Johnson Controls (NYSE: JCI) today announced that its industrial heat pump technology has supported Norwegian real estate company Entra ASA in securing top honors in the prestigious Heat Pump Award 2021.
Entra was awarded the accolade for a heat pump installation that has enabled its Powerhouse Brattørkaia commercial building in Trondheim, Norway, to be the first new building to achieve the Powerhouse plus energy standard, meaning that it produces more renewable energy over its lifetime than all energy used to produce, operate, renovate, and finally deconstruct the building and dispose the building materials at end of life.
The competition entry: 'Heat pump as a key enabler in achieving a positive energy building', topped the award program's "DecarbBuilding" category. Skanska, a leading project development and construction group, was the main contractor for the project.
Since 2011, the Heat Pump Award is a European Heat Pump Association (EHPA) initiative that has recognized the most energy efficient, smart and sustainable heat pump projects all over Europe. This is the second year in a row that a Johnson Controls installation has received an award from the EHPA.
Dave Dorney, vice president and general manager, Europe, Middle East and Africa, Johnson Controls Industrial Refrigeration, commented, "I congratulate Entra and Skanska that worked on this project. We are proud to have contributed the technology and expertise that helped Entra gain recognition for the important work it is doing in environmentally-friendly, energy efficient buildings. Today, the buildings and construction industry accounts for around 40 percent of the world's total energy consumption. By changing the way we build and focus on construction methods that turn buildings into renewable energy producers, the Powerhouse Brattørkaia is making huge strides towards net-zero smart buildings."
Powerhouse Brattørkaia site notes
As noted by Johnson Controls, Powerhouse Brattørkaia is the first new building of its kind in Norway for energy efficiency and production of green energy.
It is also a pioneering project in terms of technology using Johnson Controls OpenBlue digital solutions. The building is designed from scratch to be energy positive, and the integrated photovoltaic system on the roof, south façade and upper part of the west façade generate more than 400,000 kWh/year of electricity.
In 2019, Johnson Controls installed a single seawater-sourced natural refrigerant heat pump in the 18,200 m2, eight floor building. The heat pump not only delivers hot water for heating to Powerhouse but also to the BI campus Trondheim business school located next to it. The hot water first goes to the business school for heating and then loops back to Powerhouse which uses the remaining heat. Initially the two buildings were supposed to be built with two heat pumps each to meet their needs but through clever system design, they are now able to achieve outstanding efficiency with only one heat pump.
In combination with many other innovative measures to achieve high performance this enables the building to produce a significant surplus of energy during summer. A major part of this surplus solar power is delivered to the bus stop and supercharging station next to the building, where an electrical bus comes in every 10 minutes during daytime to charge.
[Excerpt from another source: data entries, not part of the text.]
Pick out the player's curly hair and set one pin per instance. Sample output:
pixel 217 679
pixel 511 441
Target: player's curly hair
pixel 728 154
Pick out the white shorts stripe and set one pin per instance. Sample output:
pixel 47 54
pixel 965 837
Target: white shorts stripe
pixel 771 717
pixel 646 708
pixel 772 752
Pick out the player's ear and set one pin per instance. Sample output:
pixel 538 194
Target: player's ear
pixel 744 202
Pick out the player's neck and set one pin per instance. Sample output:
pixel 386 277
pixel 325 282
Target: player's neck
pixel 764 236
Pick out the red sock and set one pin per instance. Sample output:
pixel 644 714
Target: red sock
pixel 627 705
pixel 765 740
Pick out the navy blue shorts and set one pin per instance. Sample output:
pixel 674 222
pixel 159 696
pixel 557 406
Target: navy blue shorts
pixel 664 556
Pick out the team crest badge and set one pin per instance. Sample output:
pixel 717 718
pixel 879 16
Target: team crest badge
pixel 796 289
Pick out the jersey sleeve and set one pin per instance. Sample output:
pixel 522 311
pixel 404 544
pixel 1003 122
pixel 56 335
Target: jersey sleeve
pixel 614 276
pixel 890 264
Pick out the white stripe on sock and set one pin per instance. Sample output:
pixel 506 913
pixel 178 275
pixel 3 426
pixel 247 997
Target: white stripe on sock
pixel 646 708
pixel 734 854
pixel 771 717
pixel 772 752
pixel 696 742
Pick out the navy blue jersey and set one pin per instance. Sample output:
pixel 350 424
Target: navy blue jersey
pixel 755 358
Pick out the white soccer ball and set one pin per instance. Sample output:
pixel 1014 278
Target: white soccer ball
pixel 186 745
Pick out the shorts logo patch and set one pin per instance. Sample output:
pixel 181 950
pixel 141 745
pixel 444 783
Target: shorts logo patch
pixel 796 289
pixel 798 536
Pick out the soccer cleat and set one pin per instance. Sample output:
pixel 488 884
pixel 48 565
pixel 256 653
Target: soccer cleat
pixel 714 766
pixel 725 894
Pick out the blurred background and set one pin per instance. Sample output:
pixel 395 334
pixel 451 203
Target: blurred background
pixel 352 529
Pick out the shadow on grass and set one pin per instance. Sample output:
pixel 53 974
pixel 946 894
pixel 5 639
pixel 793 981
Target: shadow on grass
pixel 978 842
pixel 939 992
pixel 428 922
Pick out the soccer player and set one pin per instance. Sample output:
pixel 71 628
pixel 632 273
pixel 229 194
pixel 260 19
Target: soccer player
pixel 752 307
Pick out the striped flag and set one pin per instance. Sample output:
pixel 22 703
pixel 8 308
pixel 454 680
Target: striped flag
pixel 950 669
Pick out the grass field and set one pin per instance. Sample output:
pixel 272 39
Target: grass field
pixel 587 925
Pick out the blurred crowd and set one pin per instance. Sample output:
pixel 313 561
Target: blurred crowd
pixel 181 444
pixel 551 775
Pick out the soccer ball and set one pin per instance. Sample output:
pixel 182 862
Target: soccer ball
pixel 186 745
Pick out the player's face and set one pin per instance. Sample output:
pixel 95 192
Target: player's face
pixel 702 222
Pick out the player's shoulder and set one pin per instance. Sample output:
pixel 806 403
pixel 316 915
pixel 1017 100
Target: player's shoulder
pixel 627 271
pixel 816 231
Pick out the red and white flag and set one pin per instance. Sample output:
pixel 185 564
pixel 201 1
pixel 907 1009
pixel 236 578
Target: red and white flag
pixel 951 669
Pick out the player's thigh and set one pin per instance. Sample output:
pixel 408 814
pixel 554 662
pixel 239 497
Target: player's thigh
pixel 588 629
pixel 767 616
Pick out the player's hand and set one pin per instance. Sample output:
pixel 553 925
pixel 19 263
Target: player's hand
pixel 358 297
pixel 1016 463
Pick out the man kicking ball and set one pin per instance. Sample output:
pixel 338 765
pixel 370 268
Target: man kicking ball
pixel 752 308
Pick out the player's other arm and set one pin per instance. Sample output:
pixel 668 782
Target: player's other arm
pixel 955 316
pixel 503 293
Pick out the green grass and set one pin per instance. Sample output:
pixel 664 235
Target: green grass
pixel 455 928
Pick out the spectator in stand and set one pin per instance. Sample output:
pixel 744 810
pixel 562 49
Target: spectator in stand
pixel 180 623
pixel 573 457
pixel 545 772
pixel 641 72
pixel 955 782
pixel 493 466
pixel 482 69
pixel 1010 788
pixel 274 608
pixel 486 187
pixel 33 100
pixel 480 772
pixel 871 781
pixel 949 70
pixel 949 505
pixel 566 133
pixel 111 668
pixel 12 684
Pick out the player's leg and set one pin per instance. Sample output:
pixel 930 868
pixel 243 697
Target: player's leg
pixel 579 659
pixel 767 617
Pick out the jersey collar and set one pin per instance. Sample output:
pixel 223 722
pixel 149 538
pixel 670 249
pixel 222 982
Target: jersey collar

"Winning the EHPA award is an acknowledgement of both our commitment to build a net-zero, energy-smart building that serves as a leading example for the northern hemisphere and our collaboration with Johnson Controls on leading edge innovation and deep industry expertise to support the protection of the environment thanks to energy efficient buildings," said Rune Stene, Managing Director of Powerhouse. "The heat pump is the key enabler to the building going 'over the top' and becoming a surplus energy building. This is a verified 'best practice' example that has been running successfully for two years and will hopefully inspire others to design similar buildings."
As noted by a Johnson Controls statement:
Managing energy consumption in heating and cooling of buildings is essential if nations are to achieve global carbon reduction and sustainability goals. Heat pumps have an important role to play in decarbonizing both buildings and industry. Johnson Controls has provided heat pump solutions for more than a dozen district heating and cooling applications in Denmark, Finland, France, Germany, Italy and Norway.
Further, through its OpenBlue platform for optimizing buildings sustainability, Johnson Controls has been helping its customers and future generations to consume less energy, conserve resources, and identify pathways to achieving healthy, net zero carbon communities – ultimately creating an environment for healthy people, healthy places and a healthy planet. Johnson Controls OpenBlue digital platform and services for optimizing buildings can drive 50% and more in improvement in energy efficiency and corresponding carbon emissions.